ПОСВЯЩЕНИЕ
Всем моим главным учителям – тем, кому ещё нет восемнадцати, и тем, кому тот самый «внутренний восемнадцатилетний» до сих пор время от времени устраивает забастовки.
Ваши истории, ваша искренность и ваш уникальный взгляд на мир стали красками для этой книги. Особенно хочу поблагодарить вашего Внутреннего Ребёнка – того самого упрямца, мечтателя и почемучку, – который знает правду: что лучший подарок для него не игрушка, а фраза: «Я вижу тебя. Я слышу тебя. И мне важно то, что ты чувствуешь».
Надеюсь, эта книга станет для вас таким желанным «признанием».
Эпиграф:
«Самая редкая радуга – та, что видна лишь тому, кто не боится посмотреть на свет сквозь собственную бурю».
ГЛАВА 1. БЕЛАЯ РАДУГА
На вопрос «какая ты?» губы Маши выдавали бы невнятное: «Ну… странная». Мысли – под стук дождя, смех – под его же потоки. Вкусы – мороженое с солёной карамелью и горький перец. Противоречия – ненавидела взгляды, но одиночество сжимало горло.
Могла часами растворяться в одном иероглифе, тонуть в династии Тан. А потом – резкий поворот. Взгляд – осколки стекла. Тишина внутри рвалась на лоскутки, и рождалась другая – острая, готовая рубить правду-матку. Мама звала это «меланхолик с приветом». Папа уточнял: «Невероятностная бомба. Со взрывателем где-то в душе».
Сейчас взрыватель тикал. Коридор Восточного факультета на Большом проспекте В.О., 71 пах старыми книгами, воском и… страхом. Не её – чужим, выдохшимся, въевшимся в стены. Маша вжималась в стену, стараясь стать незаметной. В ушах – гул, скрип дверей. Внутри – тихий визг: внутренний аналитик бился в истерике, а клоун-кривляка глушил его плоскими шутками.
Пальцы нашли на запястье белый браслет – гладкий, прохладный. Бабушкин подарок. «Белая радуга, – говорила она, – видишь её только тогда, когда готов увидеть неочивидное. Как свет, преломлённый в дожде». Якорь.
– Эй, ты из какой группы?
Голос сбоку – насмешливый, но без злобы. Она обернулась. Парень. Не студент. Слишком… спортивный. Куртка, мятые джинсы. Конопатое лицо, улыбка наполовину. Глаза быстрые, светлые.

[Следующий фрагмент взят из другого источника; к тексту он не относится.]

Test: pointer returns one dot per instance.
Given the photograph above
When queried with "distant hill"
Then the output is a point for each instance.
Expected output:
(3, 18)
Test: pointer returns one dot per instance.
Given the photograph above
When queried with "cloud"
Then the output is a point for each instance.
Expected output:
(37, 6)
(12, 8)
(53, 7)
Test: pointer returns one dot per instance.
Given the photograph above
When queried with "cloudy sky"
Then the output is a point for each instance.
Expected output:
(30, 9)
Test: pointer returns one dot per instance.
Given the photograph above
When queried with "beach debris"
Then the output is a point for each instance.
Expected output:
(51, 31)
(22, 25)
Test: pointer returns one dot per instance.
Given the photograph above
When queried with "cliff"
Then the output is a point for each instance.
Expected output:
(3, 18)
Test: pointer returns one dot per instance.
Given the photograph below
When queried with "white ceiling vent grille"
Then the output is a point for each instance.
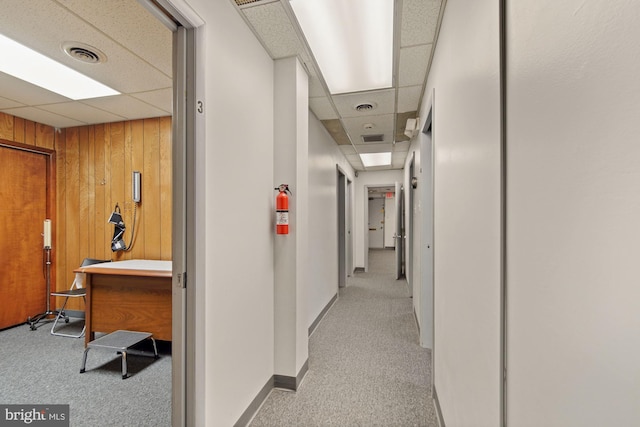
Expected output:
(373, 138)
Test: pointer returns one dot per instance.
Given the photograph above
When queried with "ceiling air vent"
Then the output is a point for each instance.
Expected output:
(84, 53)
(365, 106)
(373, 138)
(243, 2)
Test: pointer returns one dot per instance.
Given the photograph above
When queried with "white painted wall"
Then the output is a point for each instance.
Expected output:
(290, 159)
(465, 75)
(235, 258)
(389, 221)
(324, 155)
(573, 213)
(361, 214)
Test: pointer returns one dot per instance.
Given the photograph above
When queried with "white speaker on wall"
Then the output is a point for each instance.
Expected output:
(411, 129)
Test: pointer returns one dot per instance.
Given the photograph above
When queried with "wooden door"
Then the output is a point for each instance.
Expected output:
(24, 184)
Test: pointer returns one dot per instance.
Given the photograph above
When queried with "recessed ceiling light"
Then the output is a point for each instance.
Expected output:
(376, 159)
(26, 64)
(352, 41)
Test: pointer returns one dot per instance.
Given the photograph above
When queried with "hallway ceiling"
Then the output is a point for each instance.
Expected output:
(139, 64)
(416, 23)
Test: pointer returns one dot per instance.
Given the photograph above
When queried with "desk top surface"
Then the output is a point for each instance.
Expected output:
(132, 267)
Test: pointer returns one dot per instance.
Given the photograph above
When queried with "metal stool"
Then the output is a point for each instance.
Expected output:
(119, 341)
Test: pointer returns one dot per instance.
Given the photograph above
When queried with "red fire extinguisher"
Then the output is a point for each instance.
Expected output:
(282, 209)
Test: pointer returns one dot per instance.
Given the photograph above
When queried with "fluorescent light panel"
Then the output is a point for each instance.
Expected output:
(352, 41)
(28, 65)
(375, 159)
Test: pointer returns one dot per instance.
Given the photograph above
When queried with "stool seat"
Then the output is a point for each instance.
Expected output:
(120, 341)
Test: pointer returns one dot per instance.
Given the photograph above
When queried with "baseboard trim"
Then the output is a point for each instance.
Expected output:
(291, 383)
(436, 402)
(324, 311)
(255, 404)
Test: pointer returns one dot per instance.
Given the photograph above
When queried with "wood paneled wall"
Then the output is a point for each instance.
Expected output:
(95, 165)
(94, 171)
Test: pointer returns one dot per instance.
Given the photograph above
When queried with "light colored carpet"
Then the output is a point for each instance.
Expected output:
(39, 368)
(366, 367)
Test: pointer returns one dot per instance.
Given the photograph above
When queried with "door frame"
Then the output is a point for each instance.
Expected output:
(50, 198)
(183, 21)
(341, 190)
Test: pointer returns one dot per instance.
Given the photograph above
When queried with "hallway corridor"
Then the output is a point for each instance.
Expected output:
(365, 365)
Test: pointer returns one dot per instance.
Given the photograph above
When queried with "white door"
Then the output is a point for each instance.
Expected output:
(376, 223)
(398, 235)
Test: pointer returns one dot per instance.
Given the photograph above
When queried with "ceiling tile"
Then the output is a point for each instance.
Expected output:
(401, 147)
(409, 98)
(383, 100)
(374, 148)
(9, 103)
(135, 108)
(26, 93)
(335, 129)
(272, 24)
(355, 161)
(315, 87)
(419, 21)
(413, 65)
(382, 124)
(347, 149)
(161, 98)
(82, 112)
(122, 20)
(43, 117)
(398, 160)
(45, 26)
(401, 124)
(322, 108)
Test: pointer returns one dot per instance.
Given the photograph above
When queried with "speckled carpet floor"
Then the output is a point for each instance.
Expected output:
(366, 367)
(37, 368)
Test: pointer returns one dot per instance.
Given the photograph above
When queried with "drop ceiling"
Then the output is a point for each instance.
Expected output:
(139, 65)
(138, 48)
(416, 24)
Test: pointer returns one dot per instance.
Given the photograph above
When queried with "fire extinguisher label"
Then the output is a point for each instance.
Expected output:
(282, 218)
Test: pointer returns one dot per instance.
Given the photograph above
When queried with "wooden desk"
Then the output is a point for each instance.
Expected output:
(132, 295)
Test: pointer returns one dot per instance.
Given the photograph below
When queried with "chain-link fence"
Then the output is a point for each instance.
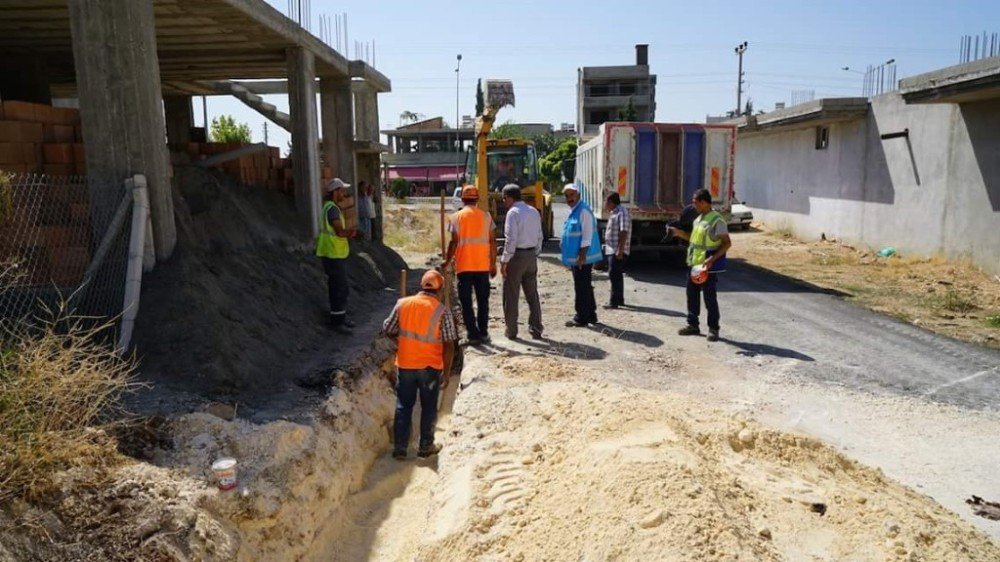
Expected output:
(63, 246)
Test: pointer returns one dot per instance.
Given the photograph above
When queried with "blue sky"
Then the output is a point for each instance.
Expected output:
(793, 45)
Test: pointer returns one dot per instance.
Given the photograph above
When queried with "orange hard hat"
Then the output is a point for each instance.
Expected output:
(470, 192)
(699, 274)
(432, 280)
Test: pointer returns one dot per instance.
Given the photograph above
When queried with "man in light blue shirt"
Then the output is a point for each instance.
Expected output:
(523, 239)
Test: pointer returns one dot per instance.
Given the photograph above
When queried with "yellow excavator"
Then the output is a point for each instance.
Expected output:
(494, 163)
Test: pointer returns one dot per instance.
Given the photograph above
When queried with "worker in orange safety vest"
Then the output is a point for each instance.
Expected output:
(425, 331)
(473, 250)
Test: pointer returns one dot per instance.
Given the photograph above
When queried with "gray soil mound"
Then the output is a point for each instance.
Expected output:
(238, 314)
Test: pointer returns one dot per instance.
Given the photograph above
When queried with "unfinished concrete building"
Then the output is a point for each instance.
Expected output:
(134, 65)
(602, 92)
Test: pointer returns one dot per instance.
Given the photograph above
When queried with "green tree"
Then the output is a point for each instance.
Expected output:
(628, 113)
(545, 144)
(226, 129)
(400, 188)
(480, 102)
(507, 130)
(559, 165)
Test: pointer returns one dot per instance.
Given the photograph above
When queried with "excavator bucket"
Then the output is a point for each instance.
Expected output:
(499, 93)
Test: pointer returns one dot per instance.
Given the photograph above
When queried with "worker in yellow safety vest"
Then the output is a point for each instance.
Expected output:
(473, 250)
(425, 331)
(708, 243)
(332, 247)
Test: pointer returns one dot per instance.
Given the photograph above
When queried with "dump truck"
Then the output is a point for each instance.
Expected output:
(505, 161)
(656, 168)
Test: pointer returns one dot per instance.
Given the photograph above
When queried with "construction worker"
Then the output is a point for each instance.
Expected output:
(708, 243)
(581, 249)
(523, 240)
(332, 247)
(425, 331)
(473, 249)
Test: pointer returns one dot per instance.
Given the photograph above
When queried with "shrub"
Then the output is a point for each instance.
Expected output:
(57, 382)
(400, 188)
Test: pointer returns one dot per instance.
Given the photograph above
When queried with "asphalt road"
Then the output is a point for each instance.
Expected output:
(835, 342)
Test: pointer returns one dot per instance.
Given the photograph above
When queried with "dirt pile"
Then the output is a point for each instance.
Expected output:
(542, 466)
(239, 310)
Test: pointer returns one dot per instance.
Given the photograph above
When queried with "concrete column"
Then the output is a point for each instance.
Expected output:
(118, 80)
(305, 135)
(338, 128)
(365, 112)
(180, 118)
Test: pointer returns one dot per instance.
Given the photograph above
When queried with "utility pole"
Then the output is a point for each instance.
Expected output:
(740, 49)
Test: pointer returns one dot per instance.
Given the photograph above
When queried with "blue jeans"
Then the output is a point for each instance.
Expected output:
(410, 382)
(695, 292)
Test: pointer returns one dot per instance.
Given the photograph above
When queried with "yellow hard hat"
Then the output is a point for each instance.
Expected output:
(432, 280)
(470, 192)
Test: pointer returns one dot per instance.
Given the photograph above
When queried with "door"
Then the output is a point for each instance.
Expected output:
(645, 165)
(621, 163)
(694, 164)
(670, 168)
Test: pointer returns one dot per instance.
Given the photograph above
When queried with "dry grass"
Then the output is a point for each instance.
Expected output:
(412, 231)
(57, 382)
(950, 297)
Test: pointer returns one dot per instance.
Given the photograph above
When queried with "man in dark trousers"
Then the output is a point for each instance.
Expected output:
(425, 332)
(708, 243)
(581, 249)
(332, 247)
(617, 243)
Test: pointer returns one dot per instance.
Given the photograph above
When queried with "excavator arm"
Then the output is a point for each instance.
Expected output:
(499, 94)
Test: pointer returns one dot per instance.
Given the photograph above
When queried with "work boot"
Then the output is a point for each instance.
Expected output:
(429, 451)
(341, 328)
(689, 331)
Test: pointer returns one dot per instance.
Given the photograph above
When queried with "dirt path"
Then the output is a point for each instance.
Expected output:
(623, 443)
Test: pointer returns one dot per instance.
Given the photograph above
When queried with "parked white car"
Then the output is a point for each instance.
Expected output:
(740, 217)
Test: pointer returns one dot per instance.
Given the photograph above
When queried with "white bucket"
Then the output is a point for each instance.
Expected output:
(225, 473)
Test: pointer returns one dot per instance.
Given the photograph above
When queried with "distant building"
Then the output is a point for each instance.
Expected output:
(429, 155)
(603, 91)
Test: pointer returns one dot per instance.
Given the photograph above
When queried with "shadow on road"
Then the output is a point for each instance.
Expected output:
(554, 348)
(749, 349)
(626, 335)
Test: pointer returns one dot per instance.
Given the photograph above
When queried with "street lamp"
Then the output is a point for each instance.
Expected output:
(864, 80)
(458, 138)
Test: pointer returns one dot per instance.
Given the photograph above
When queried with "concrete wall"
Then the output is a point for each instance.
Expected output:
(936, 191)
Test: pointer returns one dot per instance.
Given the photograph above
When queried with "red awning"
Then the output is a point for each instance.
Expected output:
(427, 173)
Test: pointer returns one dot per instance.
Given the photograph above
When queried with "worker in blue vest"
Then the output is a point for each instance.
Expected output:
(332, 247)
(581, 249)
(708, 243)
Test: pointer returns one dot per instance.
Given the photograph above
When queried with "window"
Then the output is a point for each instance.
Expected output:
(822, 137)
(599, 117)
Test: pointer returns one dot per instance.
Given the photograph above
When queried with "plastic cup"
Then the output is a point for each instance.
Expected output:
(225, 473)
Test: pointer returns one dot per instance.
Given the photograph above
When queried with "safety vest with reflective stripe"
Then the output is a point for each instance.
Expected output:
(420, 343)
(473, 252)
(701, 245)
(328, 244)
(573, 235)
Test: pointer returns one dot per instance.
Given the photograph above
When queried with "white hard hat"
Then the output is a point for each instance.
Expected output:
(334, 184)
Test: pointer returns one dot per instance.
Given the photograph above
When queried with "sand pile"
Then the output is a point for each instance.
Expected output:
(541, 466)
(239, 310)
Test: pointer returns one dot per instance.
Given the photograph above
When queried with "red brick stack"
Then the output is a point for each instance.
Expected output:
(40, 139)
(263, 169)
(47, 233)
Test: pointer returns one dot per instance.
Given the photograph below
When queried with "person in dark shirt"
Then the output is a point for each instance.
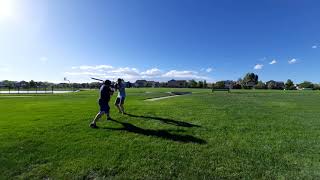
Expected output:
(105, 95)
(120, 86)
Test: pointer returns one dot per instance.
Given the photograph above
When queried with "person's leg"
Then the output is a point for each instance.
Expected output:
(98, 116)
(108, 112)
(117, 104)
(122, 105)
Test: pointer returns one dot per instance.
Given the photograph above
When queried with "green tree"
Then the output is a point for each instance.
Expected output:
(289, 85)
(200, 84)
(249, 80)
(272, 84)
(193, 84)
(219, 85)
(32, 84)
(205, 85)
(260, 85)
(306, 84)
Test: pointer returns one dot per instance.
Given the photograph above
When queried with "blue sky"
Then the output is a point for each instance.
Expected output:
(159, 39)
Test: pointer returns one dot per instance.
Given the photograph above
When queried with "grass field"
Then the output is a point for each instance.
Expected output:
(243, 134)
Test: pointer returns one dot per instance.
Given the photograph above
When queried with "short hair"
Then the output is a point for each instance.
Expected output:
(107, 82)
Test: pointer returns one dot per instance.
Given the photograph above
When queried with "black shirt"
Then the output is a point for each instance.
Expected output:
(105, 93)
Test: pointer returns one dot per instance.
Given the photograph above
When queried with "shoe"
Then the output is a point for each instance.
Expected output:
(94, 126)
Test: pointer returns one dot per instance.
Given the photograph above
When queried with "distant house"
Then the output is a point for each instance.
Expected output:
(228, 84)
(275, 85)
(152, 84)
(140, 83)
(177, 83)
(128, 84)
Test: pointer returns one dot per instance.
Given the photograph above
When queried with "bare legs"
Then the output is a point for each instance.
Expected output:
(98, 116)
(120, 108)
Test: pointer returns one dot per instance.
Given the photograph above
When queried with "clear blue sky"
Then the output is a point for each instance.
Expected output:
(159, 39)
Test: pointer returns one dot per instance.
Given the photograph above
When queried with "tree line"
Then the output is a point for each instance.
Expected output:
(251, 81)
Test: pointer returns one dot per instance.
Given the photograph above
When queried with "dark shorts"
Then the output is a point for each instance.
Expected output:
(104, 107)
(120, 100)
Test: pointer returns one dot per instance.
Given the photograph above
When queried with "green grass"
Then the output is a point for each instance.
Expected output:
(251, 135)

– Чего тут забыла? Из тех, кто словари наизусть штудирует?
– Маша, – выдавила она. Голос будто не её. – Сдаю экзамен.
– Я Лёша. Не бойся, я не кусаюсь. Друга жду, – он кивнул в сторону аудитории. – Он у вас китаистом стал. А я тут как потерянный.
Он оказался тем, кто любит говорить. Травил байки про плавание, как проспал тренировку и приплыл первым «на зло тренеру». Маша слушала, сама удивляясь своему молчанию. Обычно внутренний критик рвал бы таких на части. Сегодня – нет. Ей нравилось слушать. Смотреть, как двигаются его руки. Видеть, как смеются глаза.
– Вам, умникам, легко, – сказал он вдруг. – Вы всё наперёд знаете. А мы, простые смертные, на ходу придумываем.
Она фыркнула:
– Легко? Я однажды так задумалась о тонах, что доехала до Ладожской. Вместо университета.
Лёша рассмеялся – громко, заразительно.
– Я на соревнованиях перепутал дорожку и уплыл не в ту сторону. Но мне один кореш старый фишку рассказал. Называется «перезагрузка».
Он посерьёзнел. Неожиданно.
– Чувствуешь, что накрывает – говоришь себе: «Стоп. Это же просто энергия. Дикая. Давай направим её в дело». И мозг ведётся. Проверено. Ты попробуй.
Перед аудиторией она попробовала. Вдох. «Волнение – это просто ток. Дрожь – это готовность». И – о чудо – тишина. Голоса смолкли. Руки не тряслись. Она вошла.
После экзамена он ждал у выхода. Прислонился к стене, смотрел на неё.
– Ну что? Помогло?
– Вроде да, – она улыбнулась сдержанно, хотя внутри всё кричало. Он ждал. Меня. – Кнопку нажала.
– Офигенно. Значит, должна мне. Сходим на скалодром?
Она взяла листок, написала свой Telegram.
На ступенях факультета, как и договаривались, её ждал отец. Он стоял, засунув руки в карманы весеннего пальто, и смотрел на лёгкие облака в майском небе. Увидев её, лицо его расплылось в тёплой улыбке – их безмолвном приветствии.